Sind das etwa Boote aufm Dach?
Durchs Fenster blickt eine gerunzelte Stirn. Sie hat uns bemerkt, gibt sich aber alle Mühe, sich das nicht anmerken zu lassen. Das verletzte Ego gebietet so zu tun, als ob wir uns nicht kennen würden. Doch sind wir uns schon flüchtig begegnet. Nur hast du uns im Rausch der linken Spur, wie alles rechtsfahrende, nur als niederes Transportmittel wahrgenommen. Warum auch? Deine höhergelegte Sitzposition und dein Wiener Kennzeichen gebieten dir gottesgleiche Vorrangregeln.
Und nun sehen wir uns wieder. Das Paddelblatt hat sich gewendet. Das aufgeblasene Ego zerfällt in Unbehagen, als der dreckige Familien-Skoda beladen mit vier Kajaks auf dem Dach an dir vorbeizieht, bergauf, in einer Außenkurve der S6. Selbst der größte Kühlergrill kann den Ärger nicht verdecken, dass dein SUV eines namhaften deutschen Herstellers nicht mit dem Fahrstil eines unter Zeitdruck stehenden Paddlers konkurrieren kann. Wie kann dieses billige Vehikel es nur wagen so unverschämt an dir vorbeiziehen?
Doch noch bevor die imaginäre Ziellinie des Tunnelketten-100er deine Niederlage besiegelt verlassen wir die Autobahn. Wir zweigen nach Gloggnitz ab und überlassen die Rennstrecke wieder dem großzügigen Windschattenspendern. Und ganz egal, ob sich dieses Szenario bei besagten komplexbesessenen Klein-LWK-Lenkern auch tatsächlich so im Kopf abspielt, für mich ist es immer wieder schön, die Reaktion anderer Autofahrer zu beobachten, wenn sie nach langer Winterpause die Straße nun plötzlich wieder mit kreativ verzurrten Plastikbooten teilen müssen.
Und so steigen wir bereits bestens gelaunt und zur Abwechslung mal überpünktlich beim Rax-Parkplatz aus dem Auto und blicken skeptisch in die Schwarza. Mit dem Wortlaut der Klitschko-Brüder aus einer alten Milchschnitten-Werbung: „Niederwasser?“ Niederwasser!“ nehmen wir die magere Wasserausbeute zur Kenntnis und beginnen mit unserem rituellen Straßenrand-Striptease. Doch selbst die äußerst geringen 138cm am Pegel Singerin, können die Vorfreude aufs Saison-Opening nicht dämpfen und schon wenige Minuten später hat sich unsere Anzahl mehr als verdoppelt.
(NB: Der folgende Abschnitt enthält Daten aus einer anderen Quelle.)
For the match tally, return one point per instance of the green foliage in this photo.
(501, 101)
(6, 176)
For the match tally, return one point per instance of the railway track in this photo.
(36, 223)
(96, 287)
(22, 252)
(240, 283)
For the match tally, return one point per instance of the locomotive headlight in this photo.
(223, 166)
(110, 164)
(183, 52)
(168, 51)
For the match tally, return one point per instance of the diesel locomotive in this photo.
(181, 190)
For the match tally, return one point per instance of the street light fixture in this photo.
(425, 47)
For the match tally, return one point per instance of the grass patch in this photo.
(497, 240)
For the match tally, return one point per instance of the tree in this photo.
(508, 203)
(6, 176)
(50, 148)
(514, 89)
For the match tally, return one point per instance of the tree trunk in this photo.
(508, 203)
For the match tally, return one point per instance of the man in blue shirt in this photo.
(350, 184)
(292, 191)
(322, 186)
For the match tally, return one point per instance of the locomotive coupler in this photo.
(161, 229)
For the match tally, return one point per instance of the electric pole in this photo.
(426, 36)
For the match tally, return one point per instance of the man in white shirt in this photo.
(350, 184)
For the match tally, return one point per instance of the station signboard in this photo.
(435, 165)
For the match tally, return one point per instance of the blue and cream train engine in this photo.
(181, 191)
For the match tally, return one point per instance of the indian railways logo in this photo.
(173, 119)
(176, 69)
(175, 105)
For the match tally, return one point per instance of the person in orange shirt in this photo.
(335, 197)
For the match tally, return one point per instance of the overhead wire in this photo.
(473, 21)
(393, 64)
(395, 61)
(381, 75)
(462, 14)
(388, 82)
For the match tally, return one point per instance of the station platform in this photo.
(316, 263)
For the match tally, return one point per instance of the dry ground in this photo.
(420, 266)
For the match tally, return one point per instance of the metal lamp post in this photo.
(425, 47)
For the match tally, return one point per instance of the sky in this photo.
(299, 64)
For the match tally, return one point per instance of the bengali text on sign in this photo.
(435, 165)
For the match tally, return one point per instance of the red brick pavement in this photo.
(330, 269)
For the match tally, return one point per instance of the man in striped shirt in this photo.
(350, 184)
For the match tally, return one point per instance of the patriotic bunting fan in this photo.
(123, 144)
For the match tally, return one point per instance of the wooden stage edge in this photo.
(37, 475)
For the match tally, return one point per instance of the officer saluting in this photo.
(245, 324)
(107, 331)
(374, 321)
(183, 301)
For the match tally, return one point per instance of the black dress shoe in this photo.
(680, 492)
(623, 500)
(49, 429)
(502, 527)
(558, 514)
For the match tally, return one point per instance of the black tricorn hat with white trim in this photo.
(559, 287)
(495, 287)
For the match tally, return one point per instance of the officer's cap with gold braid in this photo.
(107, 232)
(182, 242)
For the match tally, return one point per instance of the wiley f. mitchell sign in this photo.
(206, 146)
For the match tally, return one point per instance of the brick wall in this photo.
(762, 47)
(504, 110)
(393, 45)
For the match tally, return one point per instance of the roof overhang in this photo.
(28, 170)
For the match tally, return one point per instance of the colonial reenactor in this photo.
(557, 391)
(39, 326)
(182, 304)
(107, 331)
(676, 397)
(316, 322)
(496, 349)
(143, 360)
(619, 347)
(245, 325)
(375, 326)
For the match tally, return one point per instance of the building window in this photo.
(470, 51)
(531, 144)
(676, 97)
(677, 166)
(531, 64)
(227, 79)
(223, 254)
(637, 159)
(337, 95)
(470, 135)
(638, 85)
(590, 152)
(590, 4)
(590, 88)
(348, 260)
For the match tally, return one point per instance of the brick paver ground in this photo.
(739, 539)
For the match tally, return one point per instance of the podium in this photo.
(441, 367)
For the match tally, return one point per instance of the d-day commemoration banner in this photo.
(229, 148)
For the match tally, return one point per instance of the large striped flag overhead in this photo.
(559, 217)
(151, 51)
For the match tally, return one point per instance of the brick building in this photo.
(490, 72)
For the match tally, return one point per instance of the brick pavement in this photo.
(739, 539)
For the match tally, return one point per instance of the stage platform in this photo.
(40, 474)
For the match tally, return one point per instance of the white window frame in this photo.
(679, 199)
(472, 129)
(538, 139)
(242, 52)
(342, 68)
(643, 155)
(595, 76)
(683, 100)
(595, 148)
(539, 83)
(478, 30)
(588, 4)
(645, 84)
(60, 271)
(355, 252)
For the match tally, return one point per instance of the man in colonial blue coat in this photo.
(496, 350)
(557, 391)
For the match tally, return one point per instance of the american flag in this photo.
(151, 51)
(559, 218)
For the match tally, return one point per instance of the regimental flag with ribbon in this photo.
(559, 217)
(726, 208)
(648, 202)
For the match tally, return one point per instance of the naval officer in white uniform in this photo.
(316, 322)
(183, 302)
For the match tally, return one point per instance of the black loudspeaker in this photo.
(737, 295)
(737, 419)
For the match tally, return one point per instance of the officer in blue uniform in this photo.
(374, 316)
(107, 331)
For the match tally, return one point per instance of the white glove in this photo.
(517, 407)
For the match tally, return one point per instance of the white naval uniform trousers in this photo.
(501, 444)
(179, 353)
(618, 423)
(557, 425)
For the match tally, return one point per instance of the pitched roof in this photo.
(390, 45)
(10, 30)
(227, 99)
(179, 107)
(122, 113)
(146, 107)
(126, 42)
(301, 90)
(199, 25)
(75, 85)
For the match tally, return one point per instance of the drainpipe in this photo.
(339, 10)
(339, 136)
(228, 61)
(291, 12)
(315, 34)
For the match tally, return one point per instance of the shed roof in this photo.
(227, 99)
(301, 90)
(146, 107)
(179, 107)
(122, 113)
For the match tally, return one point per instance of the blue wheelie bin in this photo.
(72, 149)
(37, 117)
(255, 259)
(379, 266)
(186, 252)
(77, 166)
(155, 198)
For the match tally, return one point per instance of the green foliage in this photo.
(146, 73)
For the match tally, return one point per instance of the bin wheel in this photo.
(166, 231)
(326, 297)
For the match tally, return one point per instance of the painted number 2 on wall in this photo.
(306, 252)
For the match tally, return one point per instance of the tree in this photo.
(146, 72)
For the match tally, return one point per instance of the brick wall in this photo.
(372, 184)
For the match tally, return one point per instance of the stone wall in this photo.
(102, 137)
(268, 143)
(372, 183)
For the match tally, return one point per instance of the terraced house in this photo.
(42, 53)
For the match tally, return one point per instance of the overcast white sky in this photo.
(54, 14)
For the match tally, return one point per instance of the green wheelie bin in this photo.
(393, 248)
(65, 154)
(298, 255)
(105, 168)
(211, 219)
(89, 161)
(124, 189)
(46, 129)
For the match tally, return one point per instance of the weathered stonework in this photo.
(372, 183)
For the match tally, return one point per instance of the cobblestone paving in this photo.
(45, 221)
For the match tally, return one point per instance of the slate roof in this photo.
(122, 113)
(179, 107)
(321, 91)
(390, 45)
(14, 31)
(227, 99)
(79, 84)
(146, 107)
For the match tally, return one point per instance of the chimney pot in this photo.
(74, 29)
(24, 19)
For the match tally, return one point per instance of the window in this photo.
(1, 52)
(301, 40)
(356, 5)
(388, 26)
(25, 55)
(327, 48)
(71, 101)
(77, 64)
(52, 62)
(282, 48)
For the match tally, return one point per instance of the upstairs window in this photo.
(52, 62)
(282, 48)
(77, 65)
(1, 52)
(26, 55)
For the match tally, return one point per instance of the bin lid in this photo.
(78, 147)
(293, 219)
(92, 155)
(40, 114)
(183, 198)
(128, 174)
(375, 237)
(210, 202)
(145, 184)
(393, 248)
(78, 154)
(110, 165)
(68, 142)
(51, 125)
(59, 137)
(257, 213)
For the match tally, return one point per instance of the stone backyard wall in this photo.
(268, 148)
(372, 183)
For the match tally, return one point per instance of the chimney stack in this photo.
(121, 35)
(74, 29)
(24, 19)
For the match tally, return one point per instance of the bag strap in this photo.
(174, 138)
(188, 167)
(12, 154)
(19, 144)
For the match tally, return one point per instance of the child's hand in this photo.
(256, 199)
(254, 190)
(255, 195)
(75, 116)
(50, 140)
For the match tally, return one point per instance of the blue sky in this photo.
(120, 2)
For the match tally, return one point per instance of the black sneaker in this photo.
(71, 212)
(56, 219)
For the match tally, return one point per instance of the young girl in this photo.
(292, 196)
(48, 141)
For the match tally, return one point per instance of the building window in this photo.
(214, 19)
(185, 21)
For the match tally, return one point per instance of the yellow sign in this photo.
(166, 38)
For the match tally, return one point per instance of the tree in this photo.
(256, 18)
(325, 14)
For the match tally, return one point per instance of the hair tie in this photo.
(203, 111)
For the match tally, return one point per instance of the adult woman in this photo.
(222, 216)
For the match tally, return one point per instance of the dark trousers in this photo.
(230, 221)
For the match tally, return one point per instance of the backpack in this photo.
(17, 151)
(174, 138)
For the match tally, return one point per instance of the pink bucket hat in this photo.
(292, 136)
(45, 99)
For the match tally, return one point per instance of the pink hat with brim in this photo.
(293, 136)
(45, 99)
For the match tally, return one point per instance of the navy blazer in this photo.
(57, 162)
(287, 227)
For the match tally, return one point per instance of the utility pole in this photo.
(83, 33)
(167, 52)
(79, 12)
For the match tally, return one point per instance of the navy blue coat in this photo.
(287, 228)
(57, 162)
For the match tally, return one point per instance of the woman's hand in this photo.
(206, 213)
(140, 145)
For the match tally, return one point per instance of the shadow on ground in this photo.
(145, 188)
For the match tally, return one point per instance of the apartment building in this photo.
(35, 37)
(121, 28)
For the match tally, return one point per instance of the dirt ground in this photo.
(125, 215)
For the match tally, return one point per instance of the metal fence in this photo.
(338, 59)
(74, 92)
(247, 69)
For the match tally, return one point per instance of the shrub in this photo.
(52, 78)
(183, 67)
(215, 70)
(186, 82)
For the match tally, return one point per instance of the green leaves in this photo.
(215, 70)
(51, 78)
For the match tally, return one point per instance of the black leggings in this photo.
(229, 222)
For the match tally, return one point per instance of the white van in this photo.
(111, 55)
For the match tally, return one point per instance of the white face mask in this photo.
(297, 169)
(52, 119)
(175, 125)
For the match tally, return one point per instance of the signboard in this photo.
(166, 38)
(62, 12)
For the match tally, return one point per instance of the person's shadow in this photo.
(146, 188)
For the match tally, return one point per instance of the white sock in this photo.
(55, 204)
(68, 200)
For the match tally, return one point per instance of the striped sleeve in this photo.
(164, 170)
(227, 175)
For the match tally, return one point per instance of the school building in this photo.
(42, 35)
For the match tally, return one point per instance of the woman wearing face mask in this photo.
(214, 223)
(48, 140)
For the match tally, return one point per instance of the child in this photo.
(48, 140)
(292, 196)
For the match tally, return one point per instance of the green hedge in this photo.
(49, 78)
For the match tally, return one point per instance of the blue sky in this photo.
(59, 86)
Mit Maximalbesetzung schlängelt sich das Bootstaxi das Höllental flussaufwärts bis zum Einstieg kurz oberhalb des großen Kesselgrabens, wo uns bereits weitere paddelentzugsgeschädigte Einheimische empfangen. Insgesamt sind es neun an der Zahl: Sigi, Eva, Barbara, Laure, Philipp, Fiona, Yasmin, Christian und Moni. Für so wenig Wasser eine erstaunliche Anzahl. Wir kompensieren das wenige Wasser halt einfach mit mehr Paddlern. Über Stock und Stein rumpeln wir flussabwärts. Immerhin lassen sich durch den trüben Himmel die Steinhindernisse im Gegenlicht besser erkennen.
Was nicht heißt, dass man Ihnen auch ausweichen muss. Moni strapaziert die Bootshülle der gelben „Edeltussi“ ganz nach dem Motto: „Dont be gentle, its a rental“. Der Curve revanchiert sich, indem er Moni verkehrt in die Freiheit einfahren lässt. Weil aber auch das Boot selbst keine Lust auf einen Schwimmer hat kommen sie am Ende beide trocken und im Vorwärtsgang wieder beim Weichtalhaus an. Nach dieser kurzen Schwallpassage wird das Tempo etwas angezogen. Einerseits werden die Finger langsam kalt und andererseits warten die schönsten Spielstellen erst unterhalb von Kaiserbrunn.
Die untere Schwarza tun sich aber ohnehin nur mehr die hartgesottenen Teilnehmer an, oder besser gesagt jene, die ihr Auto bei der Seilbahn abgestellt haben. Die andere Hälfte steigt bereits vorher aus und erwartet uns beim Bootshaus zu Bier und Chili. Am Ende wars ein größtenteils unaufgeregter, aber sehr geselliger Auftakt in die kommende Paddelsaison. Perfekt zum Einstimmen auf alles, was das heuer so kommen mag.